When the four-game series format was announced for conference play, it became apparent that Hawaii's overall physical and mental toughness would be tested in playing a minimum of 36 innings in three days. The Rainbows let a chance to win a WAC opening series for the second straight year get away, but it didn't have anything to do with a lack of effort.
"I had no problem with our toughness whatsoever," Hawaii coach Mike Trapasso said. "We had great energy, we had toughness, we just didn't hit. It had noting to do with our toughness."
The Rainbows couldn't get the clutch hits they got in winning the first two games of the series. They also left runs on the basepaths as a result of poor running and an inability to move runners over.
"It was really disappointing to drop games like that," senior outfielder Evan Zimny said. "They were heartbreakers."
Splitting a four-game series against the two-time defending conference champions isn't a bad way to kick off league play. The good news is the Rainbows played with a bit more fire and intensity than they had in recent weeks. If it continues, the results could swing in their favor.
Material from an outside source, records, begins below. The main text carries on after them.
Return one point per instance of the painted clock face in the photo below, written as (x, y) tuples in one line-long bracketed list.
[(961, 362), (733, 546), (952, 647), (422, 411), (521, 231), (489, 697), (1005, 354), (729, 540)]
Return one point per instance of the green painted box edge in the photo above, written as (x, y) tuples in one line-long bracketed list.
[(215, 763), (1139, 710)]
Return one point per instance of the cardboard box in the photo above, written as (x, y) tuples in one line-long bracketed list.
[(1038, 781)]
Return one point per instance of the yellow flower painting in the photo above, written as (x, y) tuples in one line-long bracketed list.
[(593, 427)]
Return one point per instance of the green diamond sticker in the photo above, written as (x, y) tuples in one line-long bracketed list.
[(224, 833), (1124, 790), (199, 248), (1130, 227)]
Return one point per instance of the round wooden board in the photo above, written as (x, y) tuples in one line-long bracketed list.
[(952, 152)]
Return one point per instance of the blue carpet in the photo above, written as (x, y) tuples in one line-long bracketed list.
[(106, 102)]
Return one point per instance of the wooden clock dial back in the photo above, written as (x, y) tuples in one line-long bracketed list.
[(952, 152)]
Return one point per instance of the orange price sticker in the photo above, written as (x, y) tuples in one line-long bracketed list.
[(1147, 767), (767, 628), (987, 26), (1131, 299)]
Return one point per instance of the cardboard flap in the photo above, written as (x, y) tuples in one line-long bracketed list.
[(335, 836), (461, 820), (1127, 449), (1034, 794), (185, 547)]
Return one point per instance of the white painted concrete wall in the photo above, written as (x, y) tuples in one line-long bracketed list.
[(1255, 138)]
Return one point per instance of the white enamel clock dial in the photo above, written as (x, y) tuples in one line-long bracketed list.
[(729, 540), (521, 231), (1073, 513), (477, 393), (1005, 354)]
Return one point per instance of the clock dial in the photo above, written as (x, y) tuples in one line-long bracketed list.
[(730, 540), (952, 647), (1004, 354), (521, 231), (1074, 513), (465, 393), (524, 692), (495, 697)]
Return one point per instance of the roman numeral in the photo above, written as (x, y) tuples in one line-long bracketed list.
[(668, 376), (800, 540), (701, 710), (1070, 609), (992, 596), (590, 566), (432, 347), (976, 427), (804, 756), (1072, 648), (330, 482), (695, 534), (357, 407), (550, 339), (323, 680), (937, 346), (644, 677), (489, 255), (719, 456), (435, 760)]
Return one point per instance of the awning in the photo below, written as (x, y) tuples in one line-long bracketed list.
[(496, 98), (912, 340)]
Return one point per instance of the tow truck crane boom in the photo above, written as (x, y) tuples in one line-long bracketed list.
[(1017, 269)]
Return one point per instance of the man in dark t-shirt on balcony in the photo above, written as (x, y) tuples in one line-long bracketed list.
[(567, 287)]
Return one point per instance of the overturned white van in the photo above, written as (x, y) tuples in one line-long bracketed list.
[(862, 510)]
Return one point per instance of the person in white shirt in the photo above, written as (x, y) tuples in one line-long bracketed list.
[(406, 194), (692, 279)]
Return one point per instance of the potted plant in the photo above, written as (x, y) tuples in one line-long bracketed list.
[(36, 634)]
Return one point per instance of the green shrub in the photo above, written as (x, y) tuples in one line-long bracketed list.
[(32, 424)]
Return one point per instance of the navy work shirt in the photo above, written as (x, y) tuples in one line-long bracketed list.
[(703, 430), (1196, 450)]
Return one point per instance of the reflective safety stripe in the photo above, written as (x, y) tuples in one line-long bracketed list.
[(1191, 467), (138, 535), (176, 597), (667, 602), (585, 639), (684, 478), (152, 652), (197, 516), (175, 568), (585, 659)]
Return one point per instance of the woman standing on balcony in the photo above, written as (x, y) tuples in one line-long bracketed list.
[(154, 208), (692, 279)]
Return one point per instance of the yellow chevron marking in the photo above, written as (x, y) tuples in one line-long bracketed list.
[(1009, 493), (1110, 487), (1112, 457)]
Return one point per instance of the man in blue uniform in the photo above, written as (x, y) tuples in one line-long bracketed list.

"If we play like this and keep this same energy, we're going to have a good couple of weeks on the road," Zimny said.
Hawaii's next nine games are off island, starting Friday with a four-game set at Sacramento State.
Rhodes owns the Bulldogs
Senior Nick Rhodes
has started five games in his Hawaii career and hadn't won any of them until coming within one batter of a complete-game shutout in Friday's 2-0 victory.
Two of those five starts have come against the Bulldogs, with Rhodes not allowing a run in 14 2/3 innings. Rhodes tossed six shutout innings against Fresno State in the final regular-season game last season for a 1-0 win. In those starts, he has allowed a paltry seven hits while striking out 15.
Six is fine with Haislet
has spent most of the season hitting third in the Rainbows batting order, but found himself down in the six-hole for all four games against Fresno State.
Haislet had seen his average dip to a season-low .310 coming into the series, but drove in half of Hawaii's eight runs against the Bulldogs and went 5-for-13. His two-run homer on Friday accounted for the only runs scored by either team.
"Whether you're in the three-spot, four-spot, five-spot, if you're in a certain situation with our team, we're going to rely on that person to do their jobs," Haislet said. "It's just a new place for me to do a job."
10-run rule in effect after all
The word from Trapasso and UH sports information director Pakalani Bello
was that all WAC games would be at least nine innings.
On Friday, Nevada beat Louisiana Tech 14-3 and New Mexico State defeated San Jose State 12-1. Both games only lasted seven innings.
Upon hearing the results, Bello confirmed with another SID in the conference to determine there is indeed a 10-run rule this season. If any team is up 10 runs or more after seven innings, the game will be called.
One SID confirmed he didn't know the rule until the teams left the field at the end of seven innings and never came back out.